Neighboring Japan may provide some of those answers.

Its fighter jets were dispatched immediately after the test to collect atmospheric samples. Japan has also established land-based monitoring posts, including one on its northwest coast, to collect similar data.

But experts caution such monitoring doesn’t always work because test sites can be sealed to prevent telltale leaks. They also note that North Korea has proven it has the ability to mask its tests quite well. No radioactivity was detected after North Korea’s test in 2009.

The first indication of the latest test was seismic activity at the test site, which U.S. officials estimated at roughly magnitude 5.1. That would be equivalent to a medium-sized earthquake. North Korea’s two previous tests registered at magnitude 4.3 and 4.7.

Working off that data, South Korean officials estimate the yield of the device — a measure of how strong its explosion is in comparison to TNT — to be between 6 and 7 kilotons. The United States has estimated it at “several kilotons.” Either way, it would be North Korea’s biggest yield yet but far less than that of the weapon dropped on Hiroshima in 1945, which was about 20 kilotons.

“Because the depth of the test is not known and the geology of the test site is uncertain, translating the seismic magnitude into yield is difficult,” said Acton, the Carnegie analyst. “My own back-of-the-envelope calculation suggests a yield of between 4 and 15 kilotons.”

The size of the blast suggests it was, as North Korea claims, a success.

North Korea’s first test is largely believed to have fizzled, with a yield of less than 1 kiloton, and the second was between 2 and 7 kilotons.

“The first test almost failed. The second one showed they could basically do it. The third one showed that this is really working,” said Won-Young Kim, a seismologist at Columbia University’s Lamont-Doherty Earth Observatory.

The final intelligence task will be confirming or debunking North Korea’s claim that this time around it tested a smaller, more advanced bomb. That is important because if the North is to field a nuclear weapon on the tip of a long-range missile, it must be lightweight. Making this determination will also depend on what materials leaked from the test, which experts can use to understand what kind of a device was detonated and infer how it was designed.

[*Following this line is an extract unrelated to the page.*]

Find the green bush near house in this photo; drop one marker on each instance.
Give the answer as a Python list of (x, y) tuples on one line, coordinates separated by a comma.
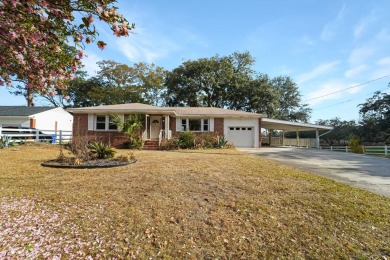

Experts have long been divided on whether North Korea has made much headway on clearing that hurdle, though the general consensus is they are not there yet. David Albright and Andrea Stricker, of the Institute for Science and International Security, said the latest test could be a measure of progress.

“Although more information is needed to make a sound assessment, this test could, as North Korea has stated, demonstrate this capability,” they said in a statement. “ISIS has also assessed that North Korea still lacks the ability to deploy a warhead on an ICBM, although it shows progress at this effort.”

Even so, they stressed North Korea could be years away from having a credible nuclear weapon that it could launch at the United States.

They said North Korea will need to conduct missile flight tests with a re-entry vehicle and mock warhead, increase the explosive yield of its warheads, possibly working to make them smaller, and improve the reliability of both its warheads and missiles.